Accounting for probe-level noise in principal component analysis of microarray data
Guido Sanguinetti, Marta Milo, magnus rattray and Neil Lawrence
Principal Component Analysis (PCA) is one of
the most popular dimensionality reduction techniques for the analysis
of high dimensional datasets. However, in its standard form, it does
not take into account any error measures associated with the data
points beyond a standard spherical noise. This indiscriminate nature
provides one of its main weaknesses when applied to biological data
with inherently large variability, such as expression levels measured
with microarrays. Methods now exist for extracting credibility intervals
from the probe-level analysis of cDNA and oligonucleotide microarray
experiments. These credibility intervals are gene and experiment specific, and can be propagated through
an appropriate probabilistic downstream analysis.

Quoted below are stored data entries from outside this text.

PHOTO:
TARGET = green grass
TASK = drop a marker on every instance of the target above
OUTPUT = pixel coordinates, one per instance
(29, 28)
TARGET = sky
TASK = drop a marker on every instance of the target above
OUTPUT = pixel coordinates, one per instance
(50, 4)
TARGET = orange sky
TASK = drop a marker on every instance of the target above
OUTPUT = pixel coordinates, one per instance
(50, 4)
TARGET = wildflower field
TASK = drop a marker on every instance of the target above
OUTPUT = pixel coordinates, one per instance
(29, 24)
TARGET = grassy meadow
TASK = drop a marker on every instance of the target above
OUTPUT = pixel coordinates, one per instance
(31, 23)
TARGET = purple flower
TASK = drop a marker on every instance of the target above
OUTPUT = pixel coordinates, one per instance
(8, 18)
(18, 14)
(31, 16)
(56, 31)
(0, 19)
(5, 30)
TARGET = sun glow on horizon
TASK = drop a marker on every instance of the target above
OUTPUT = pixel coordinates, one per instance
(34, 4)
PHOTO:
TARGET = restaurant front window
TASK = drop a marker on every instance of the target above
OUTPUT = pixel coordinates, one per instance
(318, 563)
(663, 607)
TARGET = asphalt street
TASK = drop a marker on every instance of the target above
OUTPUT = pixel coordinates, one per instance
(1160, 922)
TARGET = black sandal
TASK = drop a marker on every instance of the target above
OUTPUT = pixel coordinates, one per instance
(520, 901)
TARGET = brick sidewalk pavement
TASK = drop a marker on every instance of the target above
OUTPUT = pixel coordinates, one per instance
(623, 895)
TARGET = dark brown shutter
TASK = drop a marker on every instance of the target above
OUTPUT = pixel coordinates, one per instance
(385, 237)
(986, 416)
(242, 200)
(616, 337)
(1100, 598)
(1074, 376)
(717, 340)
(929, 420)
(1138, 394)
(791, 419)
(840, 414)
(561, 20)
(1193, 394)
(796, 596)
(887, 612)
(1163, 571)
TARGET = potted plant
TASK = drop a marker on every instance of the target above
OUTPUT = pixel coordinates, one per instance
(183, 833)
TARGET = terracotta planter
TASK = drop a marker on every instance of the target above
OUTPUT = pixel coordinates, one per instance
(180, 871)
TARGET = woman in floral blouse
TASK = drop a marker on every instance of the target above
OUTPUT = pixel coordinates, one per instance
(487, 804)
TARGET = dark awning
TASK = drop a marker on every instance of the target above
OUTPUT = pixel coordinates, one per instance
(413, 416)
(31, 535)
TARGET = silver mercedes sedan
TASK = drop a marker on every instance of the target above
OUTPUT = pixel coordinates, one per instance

We propose a new model-based approach to PCA that takes into account
the variances associated with each gene in each experiment. We
develop an efficient EM-algorithm to estimate the parameters of our new model.
The model provides significantly better results than standard PCA,
while remaining computationally
reasonable. We show how the model can be used to `denoise' a microarray
data set leading to improved expression profiles and tighter clustering
across profiles. The probabilistic nature of the model means that
the correct number of principal components is automatically obtained.